El mundo del trabajo se ve sometido a las regulaciones de estatutos de los trabajadores y expuesto a la explotación de sindicatos escasamente representativos, a pesar de que el sistema así concebido no ofrece suficientes puestos de trabajo.
A veces la intervención pública apoyada por la opinión toma otras formas, más sutiles y moralizantes. Así soportamos impuestos y regulaciones para contener el calentamiento global, el uso del tabaco y el alcohol, el consumo de drogas, la obesidad. Pedimos a las autoridades que impidan la competencia desleal en el mundo del trabajo, que fomenten el comercio internacional equitativo, que favorezcan la igualdad de oportunidades, que castiguen la discriminación de género, que defiendan la cultura local, el idioma local, la filmografía nacional.
Todo esto se refleja en que la carga impositiva total, incluidos los impuestos nacionales, federales, autonómicos, regionales, municipales; los impuestos sobre las transacciones comerciales, sobre el empleo, sobre los beneficios corporativos, pasa en todos los países civilizados del 50% de los ingresos personales.
Nos queda, en fin de cuentas, la pregunta más difícil de contestar: ¿es todo esto inevitable en una democracia? ¿Aprenderemos los ciudadanos a no pedir la luna, para que luego nos la den con queso? Pues fíjense que no soy del todo pesimista. No hay escuela más dura que la perentoria necesidad. Hoy día casi todo se perdona si se hace en nombre de la democracia, sin caer en la cuenta de que la democracia toma formas más liberales cuanto más hayan ido aprendiendo los ciudadanos de sus errores.
El populismo tiene más fuerza en Iberoamérica que en Suiza o en Noruega. La resistencia de los estados federados frente a los abusos del poder central es más sólida en los Estados Unidos de América del Norte que en los Estados Unidos Mexicanos. Cuentan las instituciones, pero también cuentan las tradiciones y las opiniones: los españoles acabamos de enmendar nuestra Constitución porque hemos aprendido una dura lección y hemos cambiado de opinión en una materia que parecía intocable.

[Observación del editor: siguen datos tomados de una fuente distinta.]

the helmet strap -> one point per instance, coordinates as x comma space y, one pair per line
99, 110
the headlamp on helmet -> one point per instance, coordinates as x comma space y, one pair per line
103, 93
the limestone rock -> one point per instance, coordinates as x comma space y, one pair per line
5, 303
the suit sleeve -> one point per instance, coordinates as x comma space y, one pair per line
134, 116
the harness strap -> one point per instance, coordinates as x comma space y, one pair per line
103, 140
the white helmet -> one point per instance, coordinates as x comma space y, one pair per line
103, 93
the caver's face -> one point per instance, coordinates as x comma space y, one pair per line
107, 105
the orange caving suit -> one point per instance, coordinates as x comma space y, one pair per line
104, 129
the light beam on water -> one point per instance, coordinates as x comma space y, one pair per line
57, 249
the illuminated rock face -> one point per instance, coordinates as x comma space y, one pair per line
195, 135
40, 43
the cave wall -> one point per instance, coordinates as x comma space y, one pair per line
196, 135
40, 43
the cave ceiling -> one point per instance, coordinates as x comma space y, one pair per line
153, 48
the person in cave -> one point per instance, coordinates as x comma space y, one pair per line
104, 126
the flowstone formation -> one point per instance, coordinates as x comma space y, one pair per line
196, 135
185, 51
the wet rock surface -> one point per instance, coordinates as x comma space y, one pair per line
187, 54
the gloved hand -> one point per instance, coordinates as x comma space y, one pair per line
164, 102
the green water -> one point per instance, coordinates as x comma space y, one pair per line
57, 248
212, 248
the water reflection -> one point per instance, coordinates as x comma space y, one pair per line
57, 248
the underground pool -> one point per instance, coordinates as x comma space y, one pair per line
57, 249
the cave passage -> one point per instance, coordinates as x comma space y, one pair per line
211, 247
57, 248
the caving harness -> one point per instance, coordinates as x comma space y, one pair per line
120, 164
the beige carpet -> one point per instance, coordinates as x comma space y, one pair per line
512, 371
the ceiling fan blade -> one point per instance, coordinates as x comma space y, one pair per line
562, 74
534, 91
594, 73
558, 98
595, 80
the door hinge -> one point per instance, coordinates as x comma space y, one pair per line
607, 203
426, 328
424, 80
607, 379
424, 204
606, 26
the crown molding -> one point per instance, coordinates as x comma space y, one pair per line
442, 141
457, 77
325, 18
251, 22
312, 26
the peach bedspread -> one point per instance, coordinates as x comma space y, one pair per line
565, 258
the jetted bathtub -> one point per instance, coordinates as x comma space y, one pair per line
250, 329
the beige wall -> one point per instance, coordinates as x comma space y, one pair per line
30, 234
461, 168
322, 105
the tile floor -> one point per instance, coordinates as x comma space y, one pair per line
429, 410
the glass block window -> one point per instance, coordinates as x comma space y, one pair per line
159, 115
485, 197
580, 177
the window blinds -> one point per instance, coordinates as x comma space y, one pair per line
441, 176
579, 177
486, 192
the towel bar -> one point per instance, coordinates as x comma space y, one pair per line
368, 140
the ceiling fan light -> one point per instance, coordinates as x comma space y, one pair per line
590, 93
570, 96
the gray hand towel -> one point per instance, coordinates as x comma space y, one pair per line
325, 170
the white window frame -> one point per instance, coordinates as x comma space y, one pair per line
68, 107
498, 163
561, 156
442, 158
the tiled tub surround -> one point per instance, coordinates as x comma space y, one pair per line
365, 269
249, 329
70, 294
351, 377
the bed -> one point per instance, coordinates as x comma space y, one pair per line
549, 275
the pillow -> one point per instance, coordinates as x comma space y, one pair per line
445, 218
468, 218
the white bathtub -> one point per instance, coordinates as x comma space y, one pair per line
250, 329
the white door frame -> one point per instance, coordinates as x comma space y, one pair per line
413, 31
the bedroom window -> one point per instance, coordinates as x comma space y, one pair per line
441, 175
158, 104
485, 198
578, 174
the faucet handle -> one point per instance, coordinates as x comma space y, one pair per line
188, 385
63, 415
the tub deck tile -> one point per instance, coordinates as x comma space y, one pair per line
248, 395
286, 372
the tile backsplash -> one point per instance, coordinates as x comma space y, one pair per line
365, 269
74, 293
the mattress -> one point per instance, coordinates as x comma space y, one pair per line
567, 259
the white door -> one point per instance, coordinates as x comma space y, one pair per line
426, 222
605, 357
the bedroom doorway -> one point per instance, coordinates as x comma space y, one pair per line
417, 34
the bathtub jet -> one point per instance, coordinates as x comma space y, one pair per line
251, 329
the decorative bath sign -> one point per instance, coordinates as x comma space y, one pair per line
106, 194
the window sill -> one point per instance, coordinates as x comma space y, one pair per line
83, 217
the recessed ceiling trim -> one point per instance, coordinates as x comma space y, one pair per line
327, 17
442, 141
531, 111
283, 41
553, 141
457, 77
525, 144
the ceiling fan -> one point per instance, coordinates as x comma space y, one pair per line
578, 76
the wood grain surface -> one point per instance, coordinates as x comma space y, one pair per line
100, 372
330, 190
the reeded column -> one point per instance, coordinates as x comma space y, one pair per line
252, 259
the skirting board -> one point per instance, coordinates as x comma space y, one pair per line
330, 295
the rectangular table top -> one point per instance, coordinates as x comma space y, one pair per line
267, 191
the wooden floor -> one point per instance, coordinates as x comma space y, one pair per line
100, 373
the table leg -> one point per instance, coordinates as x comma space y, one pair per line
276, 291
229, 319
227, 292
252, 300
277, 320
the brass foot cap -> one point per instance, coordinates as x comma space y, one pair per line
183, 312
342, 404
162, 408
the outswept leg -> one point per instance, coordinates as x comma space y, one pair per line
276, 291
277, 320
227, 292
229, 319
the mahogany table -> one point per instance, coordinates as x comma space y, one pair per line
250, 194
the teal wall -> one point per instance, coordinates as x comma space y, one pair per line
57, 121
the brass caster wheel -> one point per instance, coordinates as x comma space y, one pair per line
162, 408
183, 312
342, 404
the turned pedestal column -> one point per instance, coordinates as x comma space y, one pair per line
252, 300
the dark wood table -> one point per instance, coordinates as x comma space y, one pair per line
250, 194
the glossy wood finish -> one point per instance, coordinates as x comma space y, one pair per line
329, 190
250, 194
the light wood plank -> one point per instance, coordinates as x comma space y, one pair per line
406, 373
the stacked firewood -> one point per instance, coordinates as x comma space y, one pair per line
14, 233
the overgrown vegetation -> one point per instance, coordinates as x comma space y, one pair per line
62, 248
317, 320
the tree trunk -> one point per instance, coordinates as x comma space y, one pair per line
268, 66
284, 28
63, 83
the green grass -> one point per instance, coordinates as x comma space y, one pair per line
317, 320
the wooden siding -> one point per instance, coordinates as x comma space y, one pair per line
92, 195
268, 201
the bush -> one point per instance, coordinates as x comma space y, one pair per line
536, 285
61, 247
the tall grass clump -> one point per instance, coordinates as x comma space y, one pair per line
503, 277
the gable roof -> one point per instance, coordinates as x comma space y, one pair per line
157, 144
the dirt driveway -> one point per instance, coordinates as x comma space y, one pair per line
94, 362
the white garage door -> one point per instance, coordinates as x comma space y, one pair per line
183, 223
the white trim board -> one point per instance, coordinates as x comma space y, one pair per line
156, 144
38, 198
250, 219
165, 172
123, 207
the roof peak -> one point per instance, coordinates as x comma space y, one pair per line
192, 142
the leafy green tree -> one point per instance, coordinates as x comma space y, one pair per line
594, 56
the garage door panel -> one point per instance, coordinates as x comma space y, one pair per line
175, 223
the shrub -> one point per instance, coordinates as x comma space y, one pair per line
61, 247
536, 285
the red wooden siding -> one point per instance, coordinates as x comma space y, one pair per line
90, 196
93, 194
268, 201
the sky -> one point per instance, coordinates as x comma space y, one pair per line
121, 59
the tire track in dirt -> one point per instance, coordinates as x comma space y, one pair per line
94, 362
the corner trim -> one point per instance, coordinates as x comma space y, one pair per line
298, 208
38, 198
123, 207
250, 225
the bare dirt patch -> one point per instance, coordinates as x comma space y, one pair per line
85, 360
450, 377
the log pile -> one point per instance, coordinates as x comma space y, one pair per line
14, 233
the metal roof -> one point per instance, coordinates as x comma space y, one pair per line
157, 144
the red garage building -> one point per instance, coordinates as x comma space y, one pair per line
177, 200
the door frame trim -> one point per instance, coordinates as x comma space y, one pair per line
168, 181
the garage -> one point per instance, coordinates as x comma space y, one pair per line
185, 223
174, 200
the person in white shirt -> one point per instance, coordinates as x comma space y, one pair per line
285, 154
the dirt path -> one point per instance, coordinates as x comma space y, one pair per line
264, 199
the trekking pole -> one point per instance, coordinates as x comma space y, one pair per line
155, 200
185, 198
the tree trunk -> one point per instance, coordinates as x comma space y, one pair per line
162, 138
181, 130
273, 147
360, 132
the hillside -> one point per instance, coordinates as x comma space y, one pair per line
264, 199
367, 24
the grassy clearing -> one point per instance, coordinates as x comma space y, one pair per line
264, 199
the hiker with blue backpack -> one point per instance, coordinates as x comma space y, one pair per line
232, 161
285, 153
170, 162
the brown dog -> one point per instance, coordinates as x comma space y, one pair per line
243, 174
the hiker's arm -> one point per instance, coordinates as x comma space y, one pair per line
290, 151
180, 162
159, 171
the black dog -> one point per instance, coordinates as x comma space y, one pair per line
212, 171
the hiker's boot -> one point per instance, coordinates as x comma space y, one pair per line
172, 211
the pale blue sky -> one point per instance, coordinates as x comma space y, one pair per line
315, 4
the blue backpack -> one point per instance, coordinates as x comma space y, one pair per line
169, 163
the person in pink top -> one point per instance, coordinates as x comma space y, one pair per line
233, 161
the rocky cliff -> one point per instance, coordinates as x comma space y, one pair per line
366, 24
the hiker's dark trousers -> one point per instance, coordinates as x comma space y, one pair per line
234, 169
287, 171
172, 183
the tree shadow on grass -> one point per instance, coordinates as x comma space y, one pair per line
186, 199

A golpes y porrazos, los españoles hemos ido aprendiendo que no hay nada gratis. Con Aznar descubrimos que no era malo reducir impuestos, porque “los impuestos bajos son de izquierdas”. Ahora, la crisis nos ha enseñado que el déficit presupuestario es un vicio a evitar. No he perdido la esperanza de que algún día nuestros votantes quieran poner límite al mismísimo gasto público."